Form the differential equation of the family of curve represented by $(2x + a)^2 + y^2 = a^2$, $a$ being parameter.

$2xy\frac{dx}{dy}-y^2+4x^2=0$

The correct answer is Option (3) → $2xy\frac{dx}{dy}-y^2+4x^2=0$

Given $(2x + a)^2 + y^2 = a^2$, $a$ is arbitrary constant   ...(1)

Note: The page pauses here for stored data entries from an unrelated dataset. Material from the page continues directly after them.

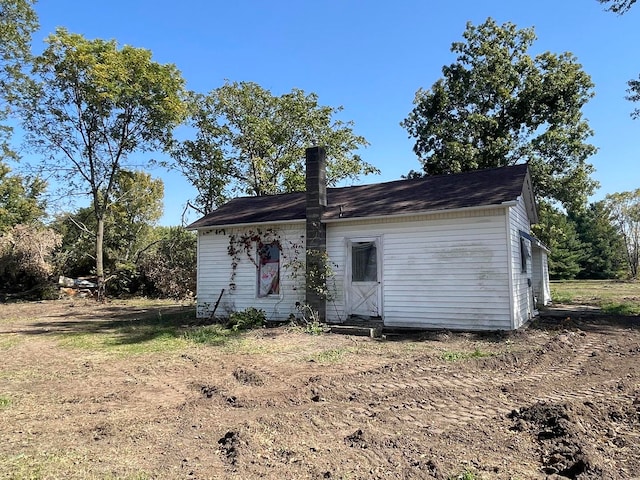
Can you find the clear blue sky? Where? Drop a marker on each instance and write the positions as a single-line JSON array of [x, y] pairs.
[[370, 57]]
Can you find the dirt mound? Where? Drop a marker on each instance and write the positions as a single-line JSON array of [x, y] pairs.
[[248, 377], [230, 446], [565, 450]]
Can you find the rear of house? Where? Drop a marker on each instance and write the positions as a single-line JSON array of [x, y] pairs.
[[440, 252]]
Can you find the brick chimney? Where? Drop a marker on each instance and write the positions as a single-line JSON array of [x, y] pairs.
[[316, 247]]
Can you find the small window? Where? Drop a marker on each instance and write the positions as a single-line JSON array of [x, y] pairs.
[[364, 262], [268, 270], [524, 254]]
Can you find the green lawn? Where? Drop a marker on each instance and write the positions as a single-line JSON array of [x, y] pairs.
[[612, 296]]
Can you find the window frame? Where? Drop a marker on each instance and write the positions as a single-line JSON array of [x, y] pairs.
[[273, 246]]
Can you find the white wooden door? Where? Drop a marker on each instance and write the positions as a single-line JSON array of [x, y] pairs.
[[364, 288]]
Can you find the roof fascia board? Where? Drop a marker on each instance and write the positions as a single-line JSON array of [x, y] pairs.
[[427, 212], [241, 225]]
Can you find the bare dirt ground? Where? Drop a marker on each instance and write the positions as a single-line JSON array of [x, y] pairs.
[[559, 399]]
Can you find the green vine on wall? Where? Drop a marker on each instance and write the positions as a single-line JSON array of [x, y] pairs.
[[246, 244]]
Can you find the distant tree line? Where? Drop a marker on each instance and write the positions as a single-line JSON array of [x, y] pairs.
[[88, 106]]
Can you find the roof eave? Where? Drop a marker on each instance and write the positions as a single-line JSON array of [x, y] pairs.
[[240, 225]]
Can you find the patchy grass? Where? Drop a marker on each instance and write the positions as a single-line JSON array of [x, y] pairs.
[[614, 297], [332, 355], [215, 335], [455, 356], [58, 464]]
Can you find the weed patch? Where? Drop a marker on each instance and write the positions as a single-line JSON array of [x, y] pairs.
[[215, 335], [333, 355], [455, 356], [626, 308]]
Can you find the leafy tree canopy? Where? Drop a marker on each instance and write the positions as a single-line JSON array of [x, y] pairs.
[[603, 245], [497, 105], [618, 6], [95, 105], [128, 227], [249, 141], [625, 212]]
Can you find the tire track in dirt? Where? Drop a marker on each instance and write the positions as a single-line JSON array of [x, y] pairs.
[[486, 401]]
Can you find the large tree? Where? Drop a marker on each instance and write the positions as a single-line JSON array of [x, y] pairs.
[[95, 105], [496, 105], [602, 243], [249, 141], [618, 6], [129, 231], [17, 22], [625, 213]]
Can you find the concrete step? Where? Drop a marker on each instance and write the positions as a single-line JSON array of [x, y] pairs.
[[360, 331]]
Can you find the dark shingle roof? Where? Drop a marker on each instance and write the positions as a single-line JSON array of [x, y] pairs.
[[401, 197]]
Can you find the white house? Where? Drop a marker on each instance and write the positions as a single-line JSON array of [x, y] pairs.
[[450, 251]]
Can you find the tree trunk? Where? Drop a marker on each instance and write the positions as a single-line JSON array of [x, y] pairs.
[[99, 259]]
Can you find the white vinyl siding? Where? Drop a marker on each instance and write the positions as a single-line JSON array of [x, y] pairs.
[[442, 271], [522, 290], [215, 273]]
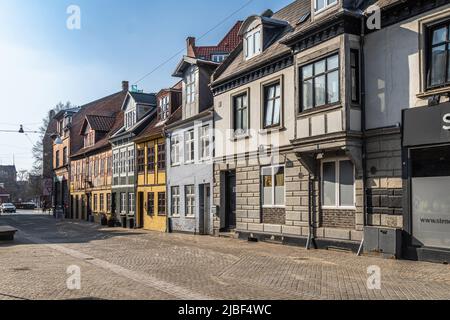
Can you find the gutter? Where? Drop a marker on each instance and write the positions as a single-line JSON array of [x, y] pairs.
[[363, 124]]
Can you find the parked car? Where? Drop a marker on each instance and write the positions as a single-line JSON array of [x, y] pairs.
[[26, 205], [8, 208]]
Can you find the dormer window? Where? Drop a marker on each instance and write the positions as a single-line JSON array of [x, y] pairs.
[[130, 119], [252, 43], [219, 58], [89, 139], [164, 108], [320, 5]]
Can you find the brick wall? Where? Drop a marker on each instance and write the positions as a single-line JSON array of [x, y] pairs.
[[345, 219], [274, 216]]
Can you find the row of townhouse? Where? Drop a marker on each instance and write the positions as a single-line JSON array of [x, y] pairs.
[[326, 123]]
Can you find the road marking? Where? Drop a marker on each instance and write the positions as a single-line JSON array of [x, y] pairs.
[[142, 278]]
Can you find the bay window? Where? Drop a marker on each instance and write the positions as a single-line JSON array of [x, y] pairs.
[[338, 184], [320, 83], [273, 186]]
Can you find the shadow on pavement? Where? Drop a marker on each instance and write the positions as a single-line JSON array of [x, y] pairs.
[[49, 229]]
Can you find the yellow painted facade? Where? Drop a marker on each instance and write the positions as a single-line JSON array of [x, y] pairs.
[[151, 188]]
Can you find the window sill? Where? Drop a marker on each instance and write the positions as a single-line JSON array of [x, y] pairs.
[[339, 208], [238, 137], [274, 207], [320, 109], [433, 92], [272, 130]]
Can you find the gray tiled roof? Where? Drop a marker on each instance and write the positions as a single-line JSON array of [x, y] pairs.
[[144, 98]]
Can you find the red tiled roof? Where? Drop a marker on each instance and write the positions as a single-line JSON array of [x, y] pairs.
[[228, 44], [109, 106], [100, 123]]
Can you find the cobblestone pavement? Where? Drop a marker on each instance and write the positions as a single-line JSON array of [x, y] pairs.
[[133, 264]]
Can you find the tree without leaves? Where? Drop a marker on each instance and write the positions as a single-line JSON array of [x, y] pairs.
[[38, 148]]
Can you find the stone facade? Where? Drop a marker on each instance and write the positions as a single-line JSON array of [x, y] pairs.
[[385, 193]]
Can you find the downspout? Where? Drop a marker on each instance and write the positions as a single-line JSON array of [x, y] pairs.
[[363, 125]]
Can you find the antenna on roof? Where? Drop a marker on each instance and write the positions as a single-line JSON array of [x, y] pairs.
[[268, 13], [134, 88]]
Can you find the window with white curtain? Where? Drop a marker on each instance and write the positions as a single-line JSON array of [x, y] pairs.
[[338, 184], [189, 146], [273, 186], [190, 200], [272, 105]]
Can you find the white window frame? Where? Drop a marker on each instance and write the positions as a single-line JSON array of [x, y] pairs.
[[205, 142], [251, 36], [189, 146], [131, 203], [123, 205], [337, 162], [190, 85], [190, 201], [175, 154], [164, 108], [175, 201], [130, 160], [326, 7], [273, 205]]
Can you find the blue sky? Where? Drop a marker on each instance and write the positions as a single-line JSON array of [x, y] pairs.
[[42, 62]]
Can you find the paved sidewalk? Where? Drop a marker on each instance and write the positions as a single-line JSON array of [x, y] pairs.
[[130, 264]]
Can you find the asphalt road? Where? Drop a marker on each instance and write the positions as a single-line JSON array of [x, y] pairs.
[[135, 264]]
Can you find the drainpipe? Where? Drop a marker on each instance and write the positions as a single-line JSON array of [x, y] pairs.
[[311, 238], [363, 124]]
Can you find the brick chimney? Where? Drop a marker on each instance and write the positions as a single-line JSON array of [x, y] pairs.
[[125, 86], [190, 41]]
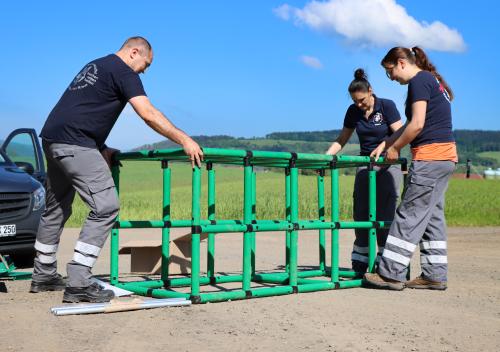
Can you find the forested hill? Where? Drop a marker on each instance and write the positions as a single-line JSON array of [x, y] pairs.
[[483, 147]]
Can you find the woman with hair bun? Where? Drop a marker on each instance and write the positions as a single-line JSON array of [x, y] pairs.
[[420, 216], [374, 120]]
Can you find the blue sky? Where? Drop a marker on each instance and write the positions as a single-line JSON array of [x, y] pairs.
[[247, 68]]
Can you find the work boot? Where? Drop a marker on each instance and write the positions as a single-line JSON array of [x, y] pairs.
[[422, 283], [57, 283], [93, 293], [378, 281]]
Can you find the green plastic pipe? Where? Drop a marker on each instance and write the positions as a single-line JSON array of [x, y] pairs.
[[114, 245], [247, 219], [211, 217], [294, 217], [335, 218], [288, 218], [372, 215], [195, 237], [321, 216], [165, 232], [254, 218]]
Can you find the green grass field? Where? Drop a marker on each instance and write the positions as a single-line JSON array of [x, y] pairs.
[[468, 202], [491, 155]]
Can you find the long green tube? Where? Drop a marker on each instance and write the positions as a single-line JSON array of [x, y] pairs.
[[321, 216], [247, 219], [372, 215], [294, 217], [211, 217], [165, 231], [335, 218], [195, 236], [254, 217], [115, 173], [288, 218]]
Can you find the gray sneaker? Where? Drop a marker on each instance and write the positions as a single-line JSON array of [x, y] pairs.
[[57, 283], [378, 281], [93, 294], [422, 283]]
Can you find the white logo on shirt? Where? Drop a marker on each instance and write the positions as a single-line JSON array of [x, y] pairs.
[[377, 119], [86, 76]]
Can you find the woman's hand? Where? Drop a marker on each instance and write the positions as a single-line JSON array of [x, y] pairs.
[[377, 151], [392, 154]]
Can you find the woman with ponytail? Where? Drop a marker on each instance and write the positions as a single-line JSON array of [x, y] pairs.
[[420, 216], [374, 119]]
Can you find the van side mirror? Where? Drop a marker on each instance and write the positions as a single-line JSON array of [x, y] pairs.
[[26, 167]]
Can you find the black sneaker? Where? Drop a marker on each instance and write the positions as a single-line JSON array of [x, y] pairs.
[[57, 283], [93, 293]]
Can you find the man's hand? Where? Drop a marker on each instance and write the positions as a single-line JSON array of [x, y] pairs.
[[392, 154], [193, 150], [377, 151], [107, 154]]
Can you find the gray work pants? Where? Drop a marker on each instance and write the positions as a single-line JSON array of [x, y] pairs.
[[420, 220], [73, 168], [388, 182]]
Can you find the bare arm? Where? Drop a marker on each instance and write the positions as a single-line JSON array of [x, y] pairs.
[[414, 127], [161, 124], [341, 140], [397, 128], [408, 133]]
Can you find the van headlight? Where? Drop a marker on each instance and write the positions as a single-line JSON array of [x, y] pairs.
[[38, 198]]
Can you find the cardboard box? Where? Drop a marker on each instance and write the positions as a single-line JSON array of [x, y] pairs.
[[145, 255]]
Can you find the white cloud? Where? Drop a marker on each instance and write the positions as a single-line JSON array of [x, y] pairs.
[[283, 12], [378, 23], [311, 62]]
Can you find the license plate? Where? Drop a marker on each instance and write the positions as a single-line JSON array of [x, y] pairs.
[[7, 230]]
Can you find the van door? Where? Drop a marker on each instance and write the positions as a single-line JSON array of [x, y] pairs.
[[23, 148]]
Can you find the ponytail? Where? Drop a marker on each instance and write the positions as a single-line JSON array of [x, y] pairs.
[[422, 62], [360, 82], [417, 57]]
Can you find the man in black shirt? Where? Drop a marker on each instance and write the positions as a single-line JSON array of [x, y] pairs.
[[77, 161]]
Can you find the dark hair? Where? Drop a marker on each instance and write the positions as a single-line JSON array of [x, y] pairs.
[[137, 41], [360, 82], [417, 57]]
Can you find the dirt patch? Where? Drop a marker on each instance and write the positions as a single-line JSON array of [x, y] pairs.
[[466, 317]]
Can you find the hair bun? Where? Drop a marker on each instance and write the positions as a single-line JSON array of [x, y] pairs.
[[360, 74]]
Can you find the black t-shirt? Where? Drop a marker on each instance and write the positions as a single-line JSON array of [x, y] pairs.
[[438, 127], [372, 131], [90, 106]]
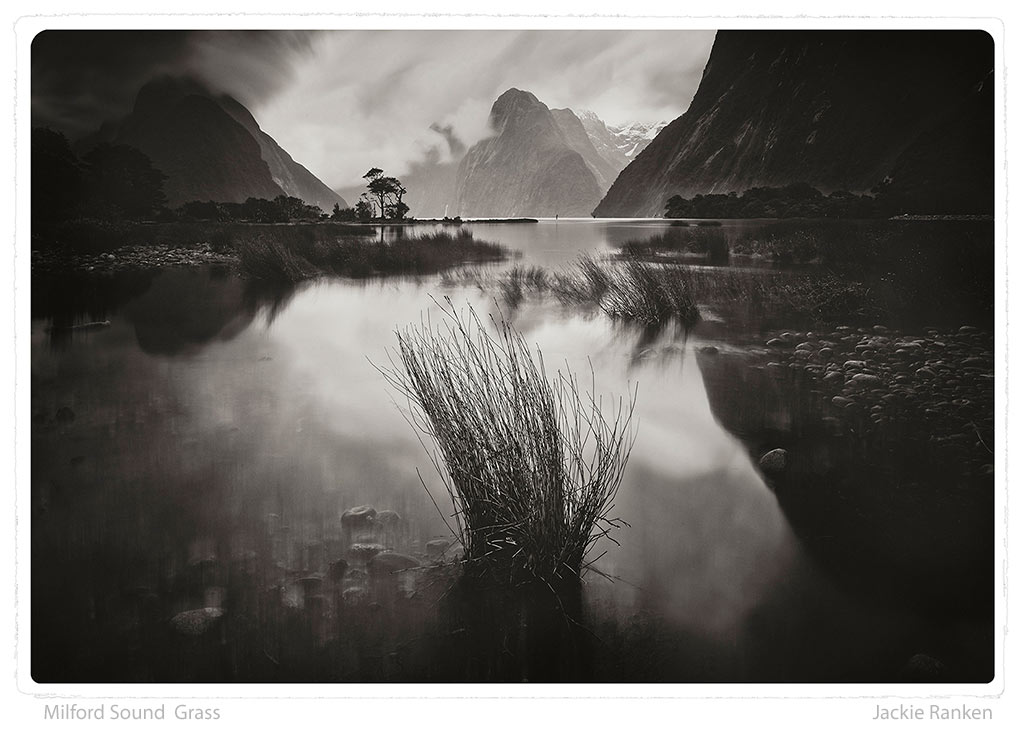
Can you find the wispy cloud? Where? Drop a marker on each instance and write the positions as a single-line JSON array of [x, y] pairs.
[[343, 101]]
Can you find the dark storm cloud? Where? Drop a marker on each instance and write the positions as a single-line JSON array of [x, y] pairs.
[[342, 101], [456, 145], [83, 78], [369, 98]]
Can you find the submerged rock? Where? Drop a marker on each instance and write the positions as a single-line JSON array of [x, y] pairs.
[[365, 551], [197, 622], [773, 463], [358, 516], [388, 517], [337, 569]]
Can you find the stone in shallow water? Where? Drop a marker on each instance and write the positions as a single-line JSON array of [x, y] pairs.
[[774, 462], [358, 516], [365, 551], [337, 569], [388, 517], [389, 562], [196, 622], [865, 380]]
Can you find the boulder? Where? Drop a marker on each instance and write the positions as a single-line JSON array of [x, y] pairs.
[[390, 562], [365, 552], [388, 518], [197, 622], [773, 463], [358, 516], [337, 569]]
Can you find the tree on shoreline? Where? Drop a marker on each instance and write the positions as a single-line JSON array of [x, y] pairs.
[[387, 191]]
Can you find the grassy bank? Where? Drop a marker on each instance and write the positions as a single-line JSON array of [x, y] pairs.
[[269, 257]]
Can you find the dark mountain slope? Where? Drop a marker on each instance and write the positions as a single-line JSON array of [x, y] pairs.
[[526, 168], [834, 109]]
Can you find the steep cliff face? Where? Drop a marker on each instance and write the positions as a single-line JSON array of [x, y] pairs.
[[834, 109], [619, 145], [572, 130], [527, 168], [293, 177], [210, 147]]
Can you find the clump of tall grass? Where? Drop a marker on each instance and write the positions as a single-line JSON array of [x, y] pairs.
[[711, 243], [517, 282], [531, 464], [629, 290]]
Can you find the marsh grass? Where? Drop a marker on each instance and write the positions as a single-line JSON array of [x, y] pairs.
[[531, 464], [710, 243], [629, 290]]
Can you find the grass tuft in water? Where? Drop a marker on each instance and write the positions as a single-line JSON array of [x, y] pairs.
[[531, 464]]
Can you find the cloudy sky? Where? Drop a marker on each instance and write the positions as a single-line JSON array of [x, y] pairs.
[[341, 101]]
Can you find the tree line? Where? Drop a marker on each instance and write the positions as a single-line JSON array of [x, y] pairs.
[[116, 182]]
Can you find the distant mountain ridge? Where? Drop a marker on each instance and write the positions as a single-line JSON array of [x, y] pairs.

Differentiating it w.r.t. x, we get

$2(2x+a). 2+ 2y \frac{dy}{dx}⇒ 2x+a=-\frac{1}{2}y\frac{dy}{dx}$

$⇒a=-2x-\frac{1}{2}y\frac{dy}{dx}$.

Putting this value of a in (1), we get $\left(-\frac{1}{2}y\frac{dy}{dx}\right)^2 + y^2 = \left(-2x -\frac{1}{2}\frac{dy}{dx}\right)^2$

$⇒\frac{1}{4}y^2(\frac{dy}{dx})^2+ y^2 = 4x^2 + 2xy \frac{dy}{dx} + \frac{1}{4} y^2 (\frac{dy}{dx})^2$

$⇒2xy\frac{dy}{dx}-y^2+4x^2 = 0$, which is the required differential equation of the given family of curve.